Schlüssel für den Einzug in die Punkte war das perfekte Timing beim zweiten Boxenstopp. Als der Regen plötzlich einsetzte, holten die Strategen den Piloten sofort zum Wechsel auf Intermediates rein. "Ich habe den Jungs schon vor dem Rennen gesagt, dass ich beim kleinsten Zeichen von Regen direkt reingeholt werden will. Hier in Melbourne ist es mit Slicks auf einer feuchten Strecke sehr undankbar. Der Call war am Ende Gold wert", lobte der Pilot die Strategen.
Die Taktik spülte Hülkenberg kampflos an Pierre Gasly, Yuki Tsunoda und den beiden Ferrari vorbei. Am Ende gab es für den siebten Platz sechs WM-Punkte – mehr als Sauber in der gesamten letzten Saison sammeln konnte. "Dass Nico nach dem letzten Restart die beiden Ferrari hinter sich halten konnte, zeigt auch, dass die Pace heute nicht so schlecht war", freute sich Technikchef James Key.
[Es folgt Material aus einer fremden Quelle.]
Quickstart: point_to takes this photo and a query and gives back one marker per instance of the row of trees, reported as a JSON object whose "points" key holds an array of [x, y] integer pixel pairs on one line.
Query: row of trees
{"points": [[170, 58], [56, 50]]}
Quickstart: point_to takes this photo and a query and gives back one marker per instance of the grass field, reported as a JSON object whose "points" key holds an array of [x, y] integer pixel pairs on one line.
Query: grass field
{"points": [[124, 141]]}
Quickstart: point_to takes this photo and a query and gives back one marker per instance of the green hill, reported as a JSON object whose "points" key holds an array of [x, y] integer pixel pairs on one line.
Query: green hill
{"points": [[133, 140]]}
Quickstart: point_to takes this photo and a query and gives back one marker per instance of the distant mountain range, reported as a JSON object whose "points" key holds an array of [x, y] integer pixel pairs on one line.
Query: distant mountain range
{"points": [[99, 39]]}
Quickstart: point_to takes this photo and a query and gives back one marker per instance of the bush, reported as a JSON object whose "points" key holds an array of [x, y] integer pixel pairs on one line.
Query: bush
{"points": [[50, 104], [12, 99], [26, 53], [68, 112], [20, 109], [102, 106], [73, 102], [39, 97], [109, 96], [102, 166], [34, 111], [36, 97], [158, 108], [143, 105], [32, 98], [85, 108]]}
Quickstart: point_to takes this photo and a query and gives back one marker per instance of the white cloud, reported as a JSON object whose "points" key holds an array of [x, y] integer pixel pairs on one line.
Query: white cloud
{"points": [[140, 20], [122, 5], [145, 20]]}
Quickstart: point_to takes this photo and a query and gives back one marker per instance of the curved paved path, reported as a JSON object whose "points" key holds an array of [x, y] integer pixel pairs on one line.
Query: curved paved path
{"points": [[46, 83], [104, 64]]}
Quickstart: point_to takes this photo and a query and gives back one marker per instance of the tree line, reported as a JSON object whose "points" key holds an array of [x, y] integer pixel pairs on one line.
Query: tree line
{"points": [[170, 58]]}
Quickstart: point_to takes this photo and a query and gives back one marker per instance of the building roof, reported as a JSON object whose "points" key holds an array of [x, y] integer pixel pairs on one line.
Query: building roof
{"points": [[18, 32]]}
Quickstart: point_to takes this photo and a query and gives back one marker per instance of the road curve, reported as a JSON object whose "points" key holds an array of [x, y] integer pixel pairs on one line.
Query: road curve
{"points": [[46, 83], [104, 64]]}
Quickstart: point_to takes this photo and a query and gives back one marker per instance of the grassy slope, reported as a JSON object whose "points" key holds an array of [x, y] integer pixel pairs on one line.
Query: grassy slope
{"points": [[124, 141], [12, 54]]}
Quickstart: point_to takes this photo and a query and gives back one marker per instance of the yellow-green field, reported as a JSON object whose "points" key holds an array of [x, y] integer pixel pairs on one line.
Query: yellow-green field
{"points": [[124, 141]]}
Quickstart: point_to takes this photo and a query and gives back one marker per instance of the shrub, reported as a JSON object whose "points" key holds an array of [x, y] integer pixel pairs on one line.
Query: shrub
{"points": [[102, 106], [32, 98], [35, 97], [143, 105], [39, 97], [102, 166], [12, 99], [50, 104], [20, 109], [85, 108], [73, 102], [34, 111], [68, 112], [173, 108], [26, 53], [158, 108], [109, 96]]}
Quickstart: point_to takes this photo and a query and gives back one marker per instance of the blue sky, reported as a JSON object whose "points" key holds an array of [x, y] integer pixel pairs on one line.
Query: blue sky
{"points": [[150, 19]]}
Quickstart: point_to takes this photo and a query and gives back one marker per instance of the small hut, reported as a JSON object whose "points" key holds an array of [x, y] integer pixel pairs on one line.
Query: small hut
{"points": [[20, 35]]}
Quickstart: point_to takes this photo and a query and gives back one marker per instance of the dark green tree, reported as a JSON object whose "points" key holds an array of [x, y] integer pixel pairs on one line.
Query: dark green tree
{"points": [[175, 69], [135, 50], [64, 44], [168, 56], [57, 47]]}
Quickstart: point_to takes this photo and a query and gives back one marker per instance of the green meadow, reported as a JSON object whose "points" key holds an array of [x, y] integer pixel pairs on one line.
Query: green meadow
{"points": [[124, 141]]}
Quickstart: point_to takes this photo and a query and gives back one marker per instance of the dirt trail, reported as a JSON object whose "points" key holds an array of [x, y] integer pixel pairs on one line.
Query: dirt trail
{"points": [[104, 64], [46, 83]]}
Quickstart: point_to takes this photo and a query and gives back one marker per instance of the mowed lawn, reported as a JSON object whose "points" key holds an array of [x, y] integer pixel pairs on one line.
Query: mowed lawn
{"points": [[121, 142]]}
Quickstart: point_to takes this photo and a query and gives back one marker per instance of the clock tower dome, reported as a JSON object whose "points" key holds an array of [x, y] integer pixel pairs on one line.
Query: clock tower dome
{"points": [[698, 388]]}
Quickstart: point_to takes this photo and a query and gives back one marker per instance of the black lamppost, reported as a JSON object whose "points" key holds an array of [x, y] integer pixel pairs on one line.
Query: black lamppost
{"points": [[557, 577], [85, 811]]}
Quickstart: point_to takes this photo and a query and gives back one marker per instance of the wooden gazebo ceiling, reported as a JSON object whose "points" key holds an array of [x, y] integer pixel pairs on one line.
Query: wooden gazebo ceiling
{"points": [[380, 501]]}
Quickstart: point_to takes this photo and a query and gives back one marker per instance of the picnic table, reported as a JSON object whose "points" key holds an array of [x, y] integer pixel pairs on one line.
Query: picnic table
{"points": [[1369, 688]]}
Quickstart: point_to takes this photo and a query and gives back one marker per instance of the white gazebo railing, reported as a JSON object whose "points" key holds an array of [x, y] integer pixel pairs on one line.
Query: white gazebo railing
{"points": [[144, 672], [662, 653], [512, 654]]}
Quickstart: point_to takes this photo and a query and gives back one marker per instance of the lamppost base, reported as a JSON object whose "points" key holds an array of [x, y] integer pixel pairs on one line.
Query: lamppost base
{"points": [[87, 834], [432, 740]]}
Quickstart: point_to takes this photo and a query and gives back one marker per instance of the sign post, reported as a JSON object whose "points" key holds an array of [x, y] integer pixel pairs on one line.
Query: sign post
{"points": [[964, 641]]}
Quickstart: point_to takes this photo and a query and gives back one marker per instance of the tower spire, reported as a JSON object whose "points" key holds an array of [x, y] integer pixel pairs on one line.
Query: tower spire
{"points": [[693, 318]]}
Isack Hadjar stand nicht am Start, als das Rennen freigegeben wurde. Der Franzose flog schon in der Aufwärmrunde ab.
Wie schlugen sich die Rookies?
Sechs Rookies starteten in Melbourne in ihre erste volle Formel-1-Saison. Doch am Ende kamen nur zwei davon ins Ziel, einer davon auf dem letzten Platz. Umso höher ist der bereits erwähnte vierte Rang von Antonelli einzuschätzen. Hülkenberg hatte fast schon Mitleid mit seinen jungen Kollegen. "Es war sehr leicht heute, von der Strecke zu fliegen. Diese Bedingungen möchte ich nicht bei meinem ersten Rennen haben."
Isack Hadjar flog schon in der Einführungsrunde in Kurve zwei ab. Beim Franzosen flossen die Tränen, als er ins Fahrerlager zurückkehrte. Jack Doohan kam auch nur fünf Kurven weit, bevor er auf der Geraden die Kontrolle über seinen Alpine verlor. Er rutschte wie Hadjar auf den geschwärzten Straßenmarkierungen aus. "Die sollten eigentlich mit spezieller Farbe bemalt sein. Trotzdem boten diese Stellen deutlich weniger Grip", erklärte Hülkenberg.
Dem plötzlichen Regenguss in Runde 45 fielen Gabriel Bortoleto (Kurve 13) und Liam Lawson (Kurve 2) zum Opfer. Beide landeten in der Mauer. Ollie Bearman leiste sich nach seinen beiden Abflügen im ersten und dritten Training auch im Rennen einen Dreher. Der Haas-Pilot sah aber immerhin die Zielflagge. Wie schwierig die Bedingungen am Sonntag im Albert Park waren, zeigen die Abflüge von routinierten Piloten wie Carlos Sainz und Fernando Alonso.